The resistance of a wire depends on its length, cross-sectional area, and the resistivity of the material. The formula for resistance is:

$R=\rho \frac{L}{A}$

where $R$ is resistance, $\rho$ is resistivity, $L$ is length, and $A$ is cross-sectional area.

When the wire is stretched, its volume remains constant. So, if the length increases, the area must decrease to keep volume $V=A\times L$ constant.

Step 1: Let the original length be $L$ and original area be $A$. After stretching, the new length $L^{\prime }=L+0.001L=1.001L$ (since 0.1% increase).

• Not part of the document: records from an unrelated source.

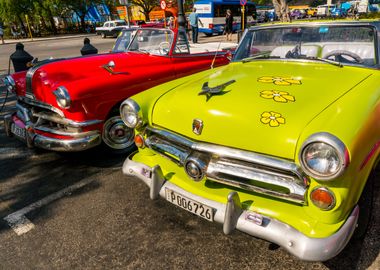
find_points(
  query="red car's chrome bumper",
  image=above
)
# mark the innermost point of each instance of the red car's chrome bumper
(46, 139)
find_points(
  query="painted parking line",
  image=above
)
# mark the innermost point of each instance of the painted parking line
(20, 224)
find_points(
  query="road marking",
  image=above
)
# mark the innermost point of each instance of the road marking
(20, 224)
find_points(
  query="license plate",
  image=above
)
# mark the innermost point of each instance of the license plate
(18, 131)
(194, 207)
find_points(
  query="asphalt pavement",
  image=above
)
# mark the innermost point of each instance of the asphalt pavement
(78, 211)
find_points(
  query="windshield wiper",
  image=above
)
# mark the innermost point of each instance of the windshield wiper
(332, 62)
(262, 55)
(143, 51)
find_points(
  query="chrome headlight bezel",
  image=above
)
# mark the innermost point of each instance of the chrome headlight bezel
(63, 97)
(329, 141)
(129, 108)
(9, 83)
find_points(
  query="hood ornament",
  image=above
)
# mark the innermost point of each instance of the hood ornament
(217, 90)
(110, 68)
(197, 126)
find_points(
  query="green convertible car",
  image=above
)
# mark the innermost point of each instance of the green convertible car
(281, 144)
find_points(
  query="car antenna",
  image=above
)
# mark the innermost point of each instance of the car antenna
(216, 53)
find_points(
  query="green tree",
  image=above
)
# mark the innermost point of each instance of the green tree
(146, 5)
(45, 6)
(81, 8)
(14, 11)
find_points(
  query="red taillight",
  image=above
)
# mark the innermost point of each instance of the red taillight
(139, 141)
(323, 198)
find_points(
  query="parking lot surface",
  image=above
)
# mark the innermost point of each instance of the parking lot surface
(78, 211)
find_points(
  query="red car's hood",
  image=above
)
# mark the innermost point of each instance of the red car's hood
(47, 77)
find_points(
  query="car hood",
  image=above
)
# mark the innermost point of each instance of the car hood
(82, 70)
(264, 110)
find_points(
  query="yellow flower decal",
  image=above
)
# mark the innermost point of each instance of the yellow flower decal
(279, 80)
(278, 96)
(274, 119)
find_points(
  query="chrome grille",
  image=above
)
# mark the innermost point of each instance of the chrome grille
(233, 167)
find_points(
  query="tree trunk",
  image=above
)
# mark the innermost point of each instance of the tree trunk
(83, 23)
(43, 23)
(51, 19)
(22, 24)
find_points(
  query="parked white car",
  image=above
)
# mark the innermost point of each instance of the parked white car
(324, 10)
(111, 28)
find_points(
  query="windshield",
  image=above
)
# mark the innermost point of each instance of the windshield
(152, 41)
(343, 44)
(123, 41)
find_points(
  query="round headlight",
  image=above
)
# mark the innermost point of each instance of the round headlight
(323, 156)
(10, 83)
(63, 97)
(130, 113)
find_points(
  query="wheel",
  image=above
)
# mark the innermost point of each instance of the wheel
(117, 137)
(365, 207)
(338, 56)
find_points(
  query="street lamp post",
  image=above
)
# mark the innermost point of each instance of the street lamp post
(181, 17)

Step 2: Since volume is constant, $AL=A^{\prime }{L}^{\prime }$. So, $A^{\prime }=\frac{AL}{L^{\prime }}=\frac{AL}{1.001L}=\frac{A}{1.001}$.

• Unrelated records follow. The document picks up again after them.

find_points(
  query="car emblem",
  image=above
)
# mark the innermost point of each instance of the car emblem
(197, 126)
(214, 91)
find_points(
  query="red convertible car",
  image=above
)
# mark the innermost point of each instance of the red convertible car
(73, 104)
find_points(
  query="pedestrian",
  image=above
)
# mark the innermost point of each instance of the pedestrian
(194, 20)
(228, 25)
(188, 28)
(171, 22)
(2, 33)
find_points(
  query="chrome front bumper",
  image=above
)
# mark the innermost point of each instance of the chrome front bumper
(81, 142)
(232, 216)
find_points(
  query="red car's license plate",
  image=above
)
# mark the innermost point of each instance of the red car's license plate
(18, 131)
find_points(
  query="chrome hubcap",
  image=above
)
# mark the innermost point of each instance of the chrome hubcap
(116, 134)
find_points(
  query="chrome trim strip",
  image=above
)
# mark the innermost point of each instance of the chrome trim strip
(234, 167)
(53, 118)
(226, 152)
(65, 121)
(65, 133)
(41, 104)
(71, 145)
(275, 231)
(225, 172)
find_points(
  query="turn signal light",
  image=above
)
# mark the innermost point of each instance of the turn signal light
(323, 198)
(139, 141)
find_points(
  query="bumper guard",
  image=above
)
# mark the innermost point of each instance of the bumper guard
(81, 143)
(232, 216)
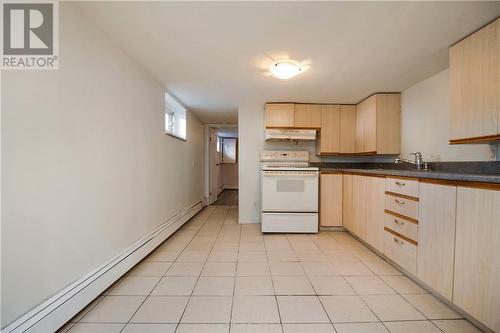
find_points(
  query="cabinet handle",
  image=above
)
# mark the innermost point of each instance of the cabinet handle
(398, 222)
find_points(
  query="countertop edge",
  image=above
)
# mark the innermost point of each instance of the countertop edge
(459, 177)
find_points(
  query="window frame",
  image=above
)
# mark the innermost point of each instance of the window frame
(171, 106)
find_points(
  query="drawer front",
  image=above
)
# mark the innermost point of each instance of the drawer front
(402, 186)
(401, 252)
(402, 226)
(403, 206)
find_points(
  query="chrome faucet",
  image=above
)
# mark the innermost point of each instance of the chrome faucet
(418, 163)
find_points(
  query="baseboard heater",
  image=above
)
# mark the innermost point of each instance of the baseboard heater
(58, 309)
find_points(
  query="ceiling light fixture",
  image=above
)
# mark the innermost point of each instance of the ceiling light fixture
(285, 69)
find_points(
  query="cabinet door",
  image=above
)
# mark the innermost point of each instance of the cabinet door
(474, 76)
(476, 287)
(347, 129)
(375, 216)
(359, 205)
(331, 200)
(436, 237)
(330, 127)
(388, 124)
(347, 202)
(280, 115)
(366, 126)
(307, 116)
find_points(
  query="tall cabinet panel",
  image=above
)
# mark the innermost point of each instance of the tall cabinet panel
(378, 125)
(347, 129)
(307, 116)
(366, 141)
(476, 286)
(329, 137)
(436, 236)
(474, 86)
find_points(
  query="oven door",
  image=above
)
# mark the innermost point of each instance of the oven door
(289, 191)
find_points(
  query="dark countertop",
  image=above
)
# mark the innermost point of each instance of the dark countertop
(483, 172)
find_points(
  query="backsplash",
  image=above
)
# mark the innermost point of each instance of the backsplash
(492, 167)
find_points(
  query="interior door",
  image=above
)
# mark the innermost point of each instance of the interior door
(214, 165)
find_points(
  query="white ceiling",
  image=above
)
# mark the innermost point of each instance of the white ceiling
(213, 55)
(228, 132)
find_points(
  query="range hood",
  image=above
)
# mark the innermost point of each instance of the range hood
(289, 134)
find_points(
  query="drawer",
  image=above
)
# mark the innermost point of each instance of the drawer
(402, 226)
(403, 206)
(401, 252)
(402, 186)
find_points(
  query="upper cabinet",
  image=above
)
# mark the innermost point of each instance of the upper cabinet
(329, 137)
(280, 115)
(475, 87)
(371, 127)
(308, 116)
(347, 129)
(378, 123)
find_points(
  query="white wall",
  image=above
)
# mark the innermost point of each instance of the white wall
(425, 124)
(86, 166)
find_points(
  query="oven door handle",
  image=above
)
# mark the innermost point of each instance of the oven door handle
(290, 174)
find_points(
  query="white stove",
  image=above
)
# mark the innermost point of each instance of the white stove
(289, 192)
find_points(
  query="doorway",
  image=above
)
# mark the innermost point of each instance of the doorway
(223, 165)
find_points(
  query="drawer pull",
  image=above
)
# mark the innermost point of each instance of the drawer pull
(398, 222)
(397, 241)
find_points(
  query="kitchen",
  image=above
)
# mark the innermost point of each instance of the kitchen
(334, 168)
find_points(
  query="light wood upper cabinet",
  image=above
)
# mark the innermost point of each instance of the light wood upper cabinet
(347, 129)
(378, 125)
(331, 200)
(329, 137)
(475, 86)
(375, 217)
(307, 116)
(347, 202)
(476, 286)
(280, 115)
(436, 237)
(366, 140)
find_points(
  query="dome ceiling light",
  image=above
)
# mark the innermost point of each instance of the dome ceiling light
(285, 69)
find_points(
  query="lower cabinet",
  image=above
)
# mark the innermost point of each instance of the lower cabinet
(436, 236)
(375, 201)
(448, 237)
(347, 203)
(401, 250)
(363, 208)
(331, 200)
(359, 206)
(476, 287)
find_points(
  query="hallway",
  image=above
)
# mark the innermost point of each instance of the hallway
(227, 198)
(214, 275)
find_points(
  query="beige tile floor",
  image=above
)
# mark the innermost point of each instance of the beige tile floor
(214, 275)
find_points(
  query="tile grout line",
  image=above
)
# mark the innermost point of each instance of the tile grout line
(204, 263)
(142, 303)
(235, 277)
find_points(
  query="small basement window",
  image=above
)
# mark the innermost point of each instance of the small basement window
(175, 118)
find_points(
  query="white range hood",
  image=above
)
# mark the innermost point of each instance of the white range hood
(289, 134)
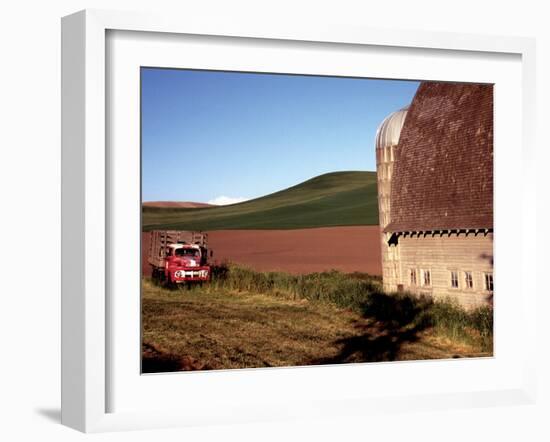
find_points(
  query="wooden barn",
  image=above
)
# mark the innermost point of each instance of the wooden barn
(435, 193)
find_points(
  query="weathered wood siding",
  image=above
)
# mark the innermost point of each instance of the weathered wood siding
(442, 254)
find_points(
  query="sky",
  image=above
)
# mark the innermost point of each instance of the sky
(224, 137)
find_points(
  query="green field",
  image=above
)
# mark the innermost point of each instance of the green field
(333, 199)
(246, 319)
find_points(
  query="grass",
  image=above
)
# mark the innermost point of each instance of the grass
(333, 199)
(247, 319)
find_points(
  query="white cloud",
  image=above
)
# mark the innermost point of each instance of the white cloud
(226, 200)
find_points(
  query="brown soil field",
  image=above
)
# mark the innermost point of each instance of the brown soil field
(348, 249)
(176, 204)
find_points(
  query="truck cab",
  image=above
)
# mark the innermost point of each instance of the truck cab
(186, 262)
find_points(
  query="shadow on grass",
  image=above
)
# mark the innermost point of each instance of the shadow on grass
(155, 360)
(394, 320)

Step 3: The new resistance $R^{\prime }=\rho \frac{L^{\prime }}{A^{\prime }}=\rho \frac{1.001L}{A/1.001}=\rho \frac{L}{A}\times (1.001{)}^2$.

So, $R^{\prime }=R\times (1.001{)}^2\approx R\times 1.002001$.

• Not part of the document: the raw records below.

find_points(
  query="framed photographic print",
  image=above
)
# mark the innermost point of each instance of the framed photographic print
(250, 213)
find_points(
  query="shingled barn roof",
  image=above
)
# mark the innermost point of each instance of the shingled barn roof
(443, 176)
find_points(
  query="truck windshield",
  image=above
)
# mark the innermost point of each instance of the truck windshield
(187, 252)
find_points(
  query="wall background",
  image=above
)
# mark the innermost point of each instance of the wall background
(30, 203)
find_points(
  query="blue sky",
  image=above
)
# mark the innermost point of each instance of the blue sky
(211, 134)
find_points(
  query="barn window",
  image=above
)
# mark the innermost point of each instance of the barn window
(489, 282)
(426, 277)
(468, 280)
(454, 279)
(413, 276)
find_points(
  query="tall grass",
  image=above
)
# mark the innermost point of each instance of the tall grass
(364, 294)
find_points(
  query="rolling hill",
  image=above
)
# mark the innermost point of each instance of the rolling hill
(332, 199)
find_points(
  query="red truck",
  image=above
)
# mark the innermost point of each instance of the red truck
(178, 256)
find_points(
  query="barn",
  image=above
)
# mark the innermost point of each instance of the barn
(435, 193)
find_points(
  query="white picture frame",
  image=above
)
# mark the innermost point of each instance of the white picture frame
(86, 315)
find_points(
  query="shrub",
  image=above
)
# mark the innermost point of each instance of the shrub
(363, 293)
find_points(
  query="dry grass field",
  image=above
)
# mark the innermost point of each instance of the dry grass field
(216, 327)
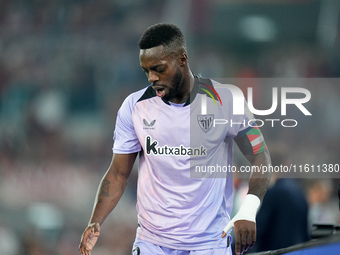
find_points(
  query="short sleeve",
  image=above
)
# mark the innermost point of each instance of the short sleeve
(125, 138)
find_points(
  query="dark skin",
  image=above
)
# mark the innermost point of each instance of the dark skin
(170, 76)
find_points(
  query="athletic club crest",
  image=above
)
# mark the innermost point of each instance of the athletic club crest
(205, 121)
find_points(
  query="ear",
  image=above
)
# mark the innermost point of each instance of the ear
(183, 59)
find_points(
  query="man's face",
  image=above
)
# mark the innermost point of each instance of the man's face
(163, 72)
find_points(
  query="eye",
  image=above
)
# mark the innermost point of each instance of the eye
(160, 70)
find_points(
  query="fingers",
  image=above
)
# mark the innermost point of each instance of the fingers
(89, 239)
(83, 251)
(227, 228)
(245, 236)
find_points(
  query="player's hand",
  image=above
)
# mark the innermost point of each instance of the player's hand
(245, 234)
(244, 224)
(89, 239)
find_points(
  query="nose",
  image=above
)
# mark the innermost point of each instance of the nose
(152, 77)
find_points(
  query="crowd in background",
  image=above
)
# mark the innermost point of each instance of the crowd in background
(65, 68)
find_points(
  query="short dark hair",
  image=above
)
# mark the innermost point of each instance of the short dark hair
(168, 35)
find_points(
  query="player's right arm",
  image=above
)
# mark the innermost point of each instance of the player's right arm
(109, 192)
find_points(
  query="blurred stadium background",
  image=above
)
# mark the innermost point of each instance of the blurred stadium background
(66, 65)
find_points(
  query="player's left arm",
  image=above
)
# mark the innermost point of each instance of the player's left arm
(253, 147)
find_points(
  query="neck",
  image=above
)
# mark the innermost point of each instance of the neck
(188, 85)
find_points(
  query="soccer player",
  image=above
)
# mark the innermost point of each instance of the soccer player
(185, 190)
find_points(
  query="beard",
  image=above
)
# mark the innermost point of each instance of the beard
(176, 86)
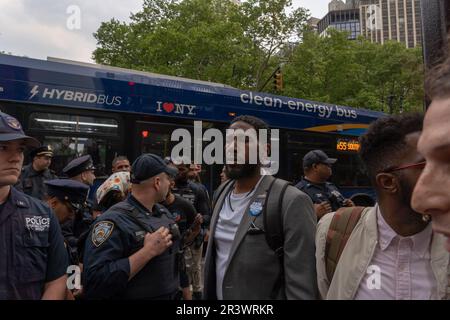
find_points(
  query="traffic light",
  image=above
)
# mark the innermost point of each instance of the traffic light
(278, 81)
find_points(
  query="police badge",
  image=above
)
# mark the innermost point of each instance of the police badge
(256, 207)
(102, 231)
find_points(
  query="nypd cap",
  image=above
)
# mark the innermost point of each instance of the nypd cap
(41, 151)
(73, 192)
(149, 165)
(78, 165)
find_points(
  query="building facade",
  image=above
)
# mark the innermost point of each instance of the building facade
(397, 20)
(343, 20)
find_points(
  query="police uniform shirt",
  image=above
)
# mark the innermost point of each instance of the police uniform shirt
(320, 192)
(32, 183)
(116, 236)
(31, 247)
(183, 211)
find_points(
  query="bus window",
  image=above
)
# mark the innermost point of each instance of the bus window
(73, 123)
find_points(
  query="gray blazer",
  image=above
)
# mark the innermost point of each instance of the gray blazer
(253, 268)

Step 4: The percentage increase in resistance is $\frac{R^{\prime }-R}{R}\times 100\%=(1.002001-1)\times 100\%=0.2001\%\approx 0.2\%$.

Therefore, the resistance increases by approximately 0.2%.

Final answer: increase by 0.2%

Related Topics

This problem involves understanding how the resistance of a conductor changes with its dimensions, assuming constant volume. Key related concepts include resistivity, which is an intrinsic property of the material, and the relationship between length, cross-sectional area, and volume.

Formulae

The primary formula used is $R=\rho \frac{L}{A}$. For fractional changes, when volume is constant, the percentage change in resistance is approximately twice the percentage change in length (for small changes). Specifically, if length increases by x%, resistance increases by 2x%.